LM-VC: Zero-shot Voice Conversion via Speech Generation based on Language Models

Language model (LM) based audio generation frameworks, e.g., AudioLM, have recently achieved new state-of-the-art performance in zero-shot audio generation. In this paper, we explore the feasibility of LMs for zero-shot voice conversion. An intuitive approach is to follow AudioLM - Tokenizing speech into semantic and acoustic tokens respectively by HuBERT and SoundStream, and converting source semantic tokens to target acoustic tokens conditioned on acoustic tokens of the target speaker. However, such an approach encounters several issues: 1) the linguistic content contained in semantic tokens may get dispersed during multi-layer modeling while the lengthy speech input in the voice conversion task makes contextual learning even harder; 2) the semantic tokens still contain speaker-related information, which may be leaked to the target speech, lowering the target speaker similarity; 3) the generation diversity in the sampling of the LM can lead to unexpected outcomes during inference, leading to unnatural pronunciation and speech quality degradation. To mitigate these problems, we propose LM-VC, a two-stage language modeling approach that generates coarse acoustic tokens for recovering the source linguistic content and target speaker's timbre, and then reconstructs the fine for acoustic details as converted speech. Specifically, to enhance content preservation and facilitates better disentanglement, a masked prefix LM with a mask prediction strategy is used for coarse acoustic modeling. This model is encouraged to recover the masked content from the surrounding context and generate target speech based on the target speaker's utterance and corrupted semantic tokens. Besides, to further alleviate the sampling error in the generation, an external LM, which employs window attention to capture the local acoustic relations, is introduced to participate in the coarse acoustic modeling.

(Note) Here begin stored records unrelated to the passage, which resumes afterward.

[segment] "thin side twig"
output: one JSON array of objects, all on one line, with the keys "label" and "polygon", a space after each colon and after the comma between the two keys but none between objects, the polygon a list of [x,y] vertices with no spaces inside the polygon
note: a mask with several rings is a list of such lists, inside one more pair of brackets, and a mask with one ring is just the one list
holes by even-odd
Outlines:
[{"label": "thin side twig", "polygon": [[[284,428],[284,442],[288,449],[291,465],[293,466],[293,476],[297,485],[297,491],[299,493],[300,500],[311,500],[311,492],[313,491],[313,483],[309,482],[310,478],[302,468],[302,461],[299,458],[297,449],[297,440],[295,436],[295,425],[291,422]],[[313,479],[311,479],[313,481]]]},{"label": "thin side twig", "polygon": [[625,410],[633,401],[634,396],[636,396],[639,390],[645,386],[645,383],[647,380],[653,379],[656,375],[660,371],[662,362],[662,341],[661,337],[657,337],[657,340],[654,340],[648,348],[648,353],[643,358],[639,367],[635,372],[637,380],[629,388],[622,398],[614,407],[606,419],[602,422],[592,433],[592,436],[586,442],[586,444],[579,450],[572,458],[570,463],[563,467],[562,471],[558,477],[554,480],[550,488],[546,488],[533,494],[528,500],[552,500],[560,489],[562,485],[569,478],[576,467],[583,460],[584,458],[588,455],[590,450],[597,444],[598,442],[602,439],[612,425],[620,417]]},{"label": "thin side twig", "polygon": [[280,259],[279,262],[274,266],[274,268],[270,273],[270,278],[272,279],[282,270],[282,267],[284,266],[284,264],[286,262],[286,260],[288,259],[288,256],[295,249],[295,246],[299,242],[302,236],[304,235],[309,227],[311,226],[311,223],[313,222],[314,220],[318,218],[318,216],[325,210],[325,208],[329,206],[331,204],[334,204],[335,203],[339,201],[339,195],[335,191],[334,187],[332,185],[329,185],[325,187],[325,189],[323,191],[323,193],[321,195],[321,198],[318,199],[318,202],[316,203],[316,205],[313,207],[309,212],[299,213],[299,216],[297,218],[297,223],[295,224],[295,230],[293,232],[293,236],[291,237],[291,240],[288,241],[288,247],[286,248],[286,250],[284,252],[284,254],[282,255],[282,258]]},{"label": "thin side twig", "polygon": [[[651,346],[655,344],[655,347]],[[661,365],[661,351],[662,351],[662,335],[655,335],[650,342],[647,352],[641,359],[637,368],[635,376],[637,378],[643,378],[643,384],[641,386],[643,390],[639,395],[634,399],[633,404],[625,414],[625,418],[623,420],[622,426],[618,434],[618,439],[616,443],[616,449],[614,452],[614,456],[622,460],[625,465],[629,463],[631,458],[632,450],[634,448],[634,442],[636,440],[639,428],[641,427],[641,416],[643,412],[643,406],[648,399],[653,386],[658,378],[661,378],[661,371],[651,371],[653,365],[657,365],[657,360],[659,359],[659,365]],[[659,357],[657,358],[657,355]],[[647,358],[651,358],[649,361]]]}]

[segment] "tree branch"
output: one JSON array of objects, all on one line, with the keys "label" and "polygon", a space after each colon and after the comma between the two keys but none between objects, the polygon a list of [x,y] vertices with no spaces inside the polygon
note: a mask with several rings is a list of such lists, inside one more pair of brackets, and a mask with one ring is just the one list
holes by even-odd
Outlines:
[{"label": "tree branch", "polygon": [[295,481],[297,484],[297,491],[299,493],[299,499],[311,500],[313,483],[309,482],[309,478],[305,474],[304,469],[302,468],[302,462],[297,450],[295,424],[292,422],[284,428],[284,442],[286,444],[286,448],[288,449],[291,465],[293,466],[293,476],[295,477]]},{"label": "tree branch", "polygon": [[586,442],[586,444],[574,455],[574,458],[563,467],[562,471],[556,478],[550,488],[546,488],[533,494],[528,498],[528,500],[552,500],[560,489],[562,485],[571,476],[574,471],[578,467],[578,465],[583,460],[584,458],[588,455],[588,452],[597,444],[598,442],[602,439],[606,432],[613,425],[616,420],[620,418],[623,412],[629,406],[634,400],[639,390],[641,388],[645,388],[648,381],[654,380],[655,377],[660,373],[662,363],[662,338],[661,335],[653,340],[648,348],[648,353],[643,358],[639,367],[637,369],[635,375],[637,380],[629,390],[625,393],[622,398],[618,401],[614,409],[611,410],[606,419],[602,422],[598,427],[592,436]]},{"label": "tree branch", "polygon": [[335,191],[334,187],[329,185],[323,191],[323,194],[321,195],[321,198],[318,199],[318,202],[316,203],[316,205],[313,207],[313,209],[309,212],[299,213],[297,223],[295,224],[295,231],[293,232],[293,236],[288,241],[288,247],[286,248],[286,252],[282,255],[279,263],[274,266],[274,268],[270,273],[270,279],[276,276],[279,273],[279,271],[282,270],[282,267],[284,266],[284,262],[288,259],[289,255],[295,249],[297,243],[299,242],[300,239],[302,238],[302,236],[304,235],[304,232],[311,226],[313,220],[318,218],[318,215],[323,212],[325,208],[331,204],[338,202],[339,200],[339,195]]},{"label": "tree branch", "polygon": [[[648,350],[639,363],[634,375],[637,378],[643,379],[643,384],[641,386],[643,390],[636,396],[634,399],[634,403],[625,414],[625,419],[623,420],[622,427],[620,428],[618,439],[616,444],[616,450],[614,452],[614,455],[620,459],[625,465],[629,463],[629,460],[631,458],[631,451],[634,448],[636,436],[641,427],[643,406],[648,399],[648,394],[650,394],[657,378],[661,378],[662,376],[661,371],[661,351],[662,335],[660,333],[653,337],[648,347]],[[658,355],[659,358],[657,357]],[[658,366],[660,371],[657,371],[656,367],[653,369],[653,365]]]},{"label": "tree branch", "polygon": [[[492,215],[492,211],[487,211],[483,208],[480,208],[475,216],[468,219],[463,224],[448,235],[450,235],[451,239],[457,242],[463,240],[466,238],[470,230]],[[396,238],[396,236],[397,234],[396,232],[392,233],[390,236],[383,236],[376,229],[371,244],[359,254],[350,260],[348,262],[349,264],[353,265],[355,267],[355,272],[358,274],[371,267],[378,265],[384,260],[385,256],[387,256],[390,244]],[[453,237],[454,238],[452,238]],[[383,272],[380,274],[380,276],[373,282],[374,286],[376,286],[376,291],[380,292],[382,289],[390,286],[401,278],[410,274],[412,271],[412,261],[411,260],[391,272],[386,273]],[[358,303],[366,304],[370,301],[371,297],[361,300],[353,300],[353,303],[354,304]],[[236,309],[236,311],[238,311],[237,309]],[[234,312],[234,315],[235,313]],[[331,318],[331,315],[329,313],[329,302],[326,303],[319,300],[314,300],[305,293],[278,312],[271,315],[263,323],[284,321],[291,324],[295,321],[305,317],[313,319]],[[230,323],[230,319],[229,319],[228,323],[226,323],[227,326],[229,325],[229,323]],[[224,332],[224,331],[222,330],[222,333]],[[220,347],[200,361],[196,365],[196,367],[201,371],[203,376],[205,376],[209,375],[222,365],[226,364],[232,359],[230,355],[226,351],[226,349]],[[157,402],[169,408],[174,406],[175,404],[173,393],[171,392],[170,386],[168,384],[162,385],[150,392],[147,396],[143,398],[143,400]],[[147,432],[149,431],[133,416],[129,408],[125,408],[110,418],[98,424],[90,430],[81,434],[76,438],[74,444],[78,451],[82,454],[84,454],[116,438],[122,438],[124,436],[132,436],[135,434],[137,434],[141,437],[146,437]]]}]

翻译：基于语言模型（LM）的音频生成框架（如AudioLM）近期在零样本音频生成任务中取得了新突破。本文探索了语言模型在零样本语音转换中的可行性。一种直观的方法是借鉴AudioLM的思路——通过HuBERT将语音分解为语义令牌和声学令牌，再以目标说话人的声学令牌为条件，将源语义令牌转换为目标声学令牌。然而，该方法存在以下问题：1）多层建模过程中语义令牌包含的语言内容可能发生分散，而语音转换任务中较长的语音输入进一步增加了上下文学习的难度；2）语义令牌仍包含说话人相关特征，这些特征可能泄露至目标语音，降低目标说话人相似度；3）语言模型采样时产生的生成多样性可能导致推理阶段出现意外结果，从而引发不自然发音和语音质量下降。针对上述问题，我们提出LM-VC——一种两阶段语言建模方法，首先生成粗粒度声学令牌以恢复源语言内容与目标说话人音色，再重建细粒度声学细节作为转换后的语音。具体而言，为增强内容保持性并促进更好的解耦，粗粒度声学建模采用带掩码前缀机制的语言模型及掩码预测策略。该模型通过上下文预测掩码内容，并基于目标说话人语句和受损语义令牌生成目标语音。此外，为缓解生成阶段的采样误差，引入采用窗口注意力机制捕捉局部声学关系的外部语言模型，参与粗粒度声学建模。